なにもかも投げ出す勇気もない。父と母を見捨てられない。そんな……ガキ。
ずるずると意識が暗い方向へ行きそうになったとき、電話がかかってきた。
「翔大、弘道伯父さんからよ」
俺はタオルを洗面台に置くと階段を駆け下りた。

弘道伯父さんからの電話は簡単な用件だった。簡単すぎて、拍子抜けした。
今度紹介したい娘がいるから、夏休みに長野に遊びに来ないか、と言うことだ。
おそらくその女性が俺の婚約者なのだろう。
良いよ、そう返事すると、弘道伯父さんはがははと相好を崩した。
べっぴんだぞう、同じ年頃の娘だ、きっと気が合う。そんなことを言って。
電話を切った。
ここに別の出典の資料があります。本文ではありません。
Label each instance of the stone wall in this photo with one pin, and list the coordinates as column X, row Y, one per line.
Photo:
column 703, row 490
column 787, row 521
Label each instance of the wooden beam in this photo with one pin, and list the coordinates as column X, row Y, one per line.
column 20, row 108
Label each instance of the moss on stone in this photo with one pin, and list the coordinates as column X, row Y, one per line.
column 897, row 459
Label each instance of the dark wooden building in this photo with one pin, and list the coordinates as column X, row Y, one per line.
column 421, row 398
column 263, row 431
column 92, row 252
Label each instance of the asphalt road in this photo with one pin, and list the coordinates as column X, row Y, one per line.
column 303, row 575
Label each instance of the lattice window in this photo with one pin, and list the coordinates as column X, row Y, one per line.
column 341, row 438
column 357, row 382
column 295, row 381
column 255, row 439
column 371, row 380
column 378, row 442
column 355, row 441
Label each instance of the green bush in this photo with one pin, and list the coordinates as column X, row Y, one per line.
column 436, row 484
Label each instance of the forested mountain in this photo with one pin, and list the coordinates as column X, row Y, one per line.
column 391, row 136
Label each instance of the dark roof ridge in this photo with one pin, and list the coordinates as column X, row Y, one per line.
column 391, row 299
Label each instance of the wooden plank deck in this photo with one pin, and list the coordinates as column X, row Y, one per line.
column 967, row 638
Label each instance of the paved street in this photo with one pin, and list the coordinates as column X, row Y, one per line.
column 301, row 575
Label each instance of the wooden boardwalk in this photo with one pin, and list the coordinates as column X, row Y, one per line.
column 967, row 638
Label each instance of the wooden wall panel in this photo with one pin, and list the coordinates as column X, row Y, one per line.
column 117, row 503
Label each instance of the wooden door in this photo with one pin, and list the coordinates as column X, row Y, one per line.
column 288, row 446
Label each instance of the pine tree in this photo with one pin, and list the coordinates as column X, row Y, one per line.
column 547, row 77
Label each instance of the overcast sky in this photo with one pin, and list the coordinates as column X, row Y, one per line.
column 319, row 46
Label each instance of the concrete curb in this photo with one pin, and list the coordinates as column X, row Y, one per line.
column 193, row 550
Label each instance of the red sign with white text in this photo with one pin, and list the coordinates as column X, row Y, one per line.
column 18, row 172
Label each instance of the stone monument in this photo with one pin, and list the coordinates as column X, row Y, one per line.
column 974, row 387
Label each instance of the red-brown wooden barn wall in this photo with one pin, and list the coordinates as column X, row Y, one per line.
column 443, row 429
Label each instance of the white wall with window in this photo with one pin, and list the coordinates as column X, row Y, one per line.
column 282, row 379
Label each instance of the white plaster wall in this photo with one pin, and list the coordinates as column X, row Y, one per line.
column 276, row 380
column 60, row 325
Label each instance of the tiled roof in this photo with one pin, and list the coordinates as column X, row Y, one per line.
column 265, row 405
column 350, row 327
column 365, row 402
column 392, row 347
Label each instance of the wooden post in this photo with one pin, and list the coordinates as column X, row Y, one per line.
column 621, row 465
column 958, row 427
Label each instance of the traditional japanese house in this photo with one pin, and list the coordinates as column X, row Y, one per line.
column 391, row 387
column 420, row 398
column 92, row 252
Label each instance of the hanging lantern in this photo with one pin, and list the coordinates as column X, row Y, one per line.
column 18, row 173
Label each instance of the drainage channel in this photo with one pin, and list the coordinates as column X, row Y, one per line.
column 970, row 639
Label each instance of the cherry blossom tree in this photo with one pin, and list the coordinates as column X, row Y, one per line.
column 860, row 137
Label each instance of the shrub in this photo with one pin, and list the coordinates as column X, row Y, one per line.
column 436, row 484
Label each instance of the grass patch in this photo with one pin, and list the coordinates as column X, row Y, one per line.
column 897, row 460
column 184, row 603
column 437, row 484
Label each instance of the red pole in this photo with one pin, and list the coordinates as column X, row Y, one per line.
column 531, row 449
美人だとか、同じ年頃だとか、記号が頭でぐるぐるしている。
ついには寿絵の顔まで脳裏に浮かんで、頭を振る。
……何を未練がましい。俺とあいつは、もう終わったんだ。

「裕美。週末は水族館に行こう」
携帯にかけると俺は第一声でそう言った。こう言うときはぱーっと遊ぶに限る。
ちなみに今日は木曜日だ。
裕美は少し考えるそぶりを見せたが、そうね、と口にした。
「水族館。カップルのメッカよね。人間観察が出来るはずだわ」
相変わらず打算に走る裕美の態度は、今の俺の救いだった。そうだ。
裕美と俺は打算で繋がった仲、何を遠慮することがあるだろうか。
どのみちあと6日もすれば他人に戻るのだ。
「さすがもてるだけあって、ツボを押さえているわね。勉強になるわ」
「普通の発想だと思うけどなぁ」
「いえ。坂口先輩からも庇ってくれたでしょ。あれはポイント高いわよ。
あなたがもてる理由、分かった気がした。忘れないうちに打算メモに書いといたから」
「その、打算メモって何なんですかね」
「その名の通り、打算的な行為に役立つ知識を書いたメモ帳よ」
……ダメだ頭が痛くなってきた。
「裕美。俺さあ、お前のことよく分からない」
「大丈夫よ、でもあと6日間は辛抱して。私もあなたのことよく分からないし安心して」
正直に言ったのだが、奇妙な告白が返ってきた。
裕美への電話を切ってから、付き合うって何なんだろうなぁ、そう思った。